4) In stark contrast with Levine’s data, the mathematicians almost never used an algorithmic approach. (Specifically, they used such an approach 4%, as opposed to Levine’s 34%, of the time.) They used “fractions” approaches 40% of the time, and “rounding both numbers,” and “known numbers,” 15% of the time each.
5) The mathematicians seemed to be guided by aesthetic considerations while solving the problems.

#5 is illustrated by this awesome anecdote from Dowker’s paper (p. 53). One of the mathematicians was estimating 1292.8÷71.2:

He said, "Divide by 4; 323.2÷17.8. That's 32x10.1÷(72÷4). [Pause] I don't like not being able to do something with the 323.2!" He then solved the problem successfully by rounding both numbers to 1300÷70 and estimating 18, but still seemed disappointed at not having managed to use the number 323.2


I imagine you could be thinking about many things right now. Here’s what I’m thinking about:

1) Multiplication and division are a lot of fun if you’ve got access to a rich set of number relationships to approach them with. My favorites among Levine’s estimating problems are 12.6×11.4, 64.6×0.16, and 4645÷18. (Guess why?) Looking for ways into the problems, chosen around the particular details of the numbers involved, is a fun, creative activity. A goal of elementary work in multiplication and division should be the cultivation of this sense of creativity.

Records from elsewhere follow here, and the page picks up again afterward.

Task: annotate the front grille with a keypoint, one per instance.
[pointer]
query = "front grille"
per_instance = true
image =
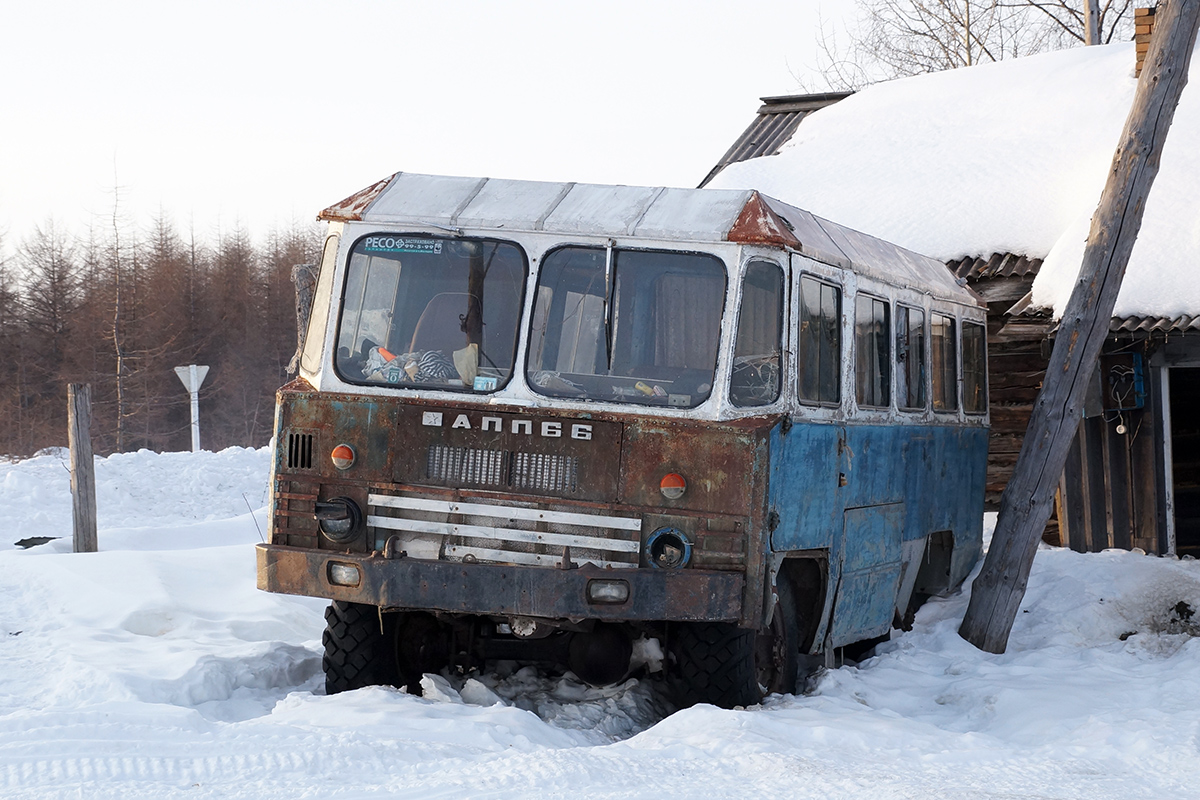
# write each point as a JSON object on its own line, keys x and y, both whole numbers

2) Knowing how to execute the standard algorithms is really a paltry shell next to what’s possible. It cannot be regarded as the primary goal of elementary-level work on multiplication and division. In fact, a student’s reliance on the algorithms as their only (or even their primary) method is a sign that something’s wrong. It strikes me as more or less precisely like reliance on a calculator. Note: I am not saying the algorithms shouldn’t be taught. I love them. For doing large-number computations they may have been rendered somewhat passe by the calculator, but they are still deeply relevant as sources of insight about numbers and operations. For example, the long division algorithm is used to prove that every rational number has a repeating or terminating decimal expansion.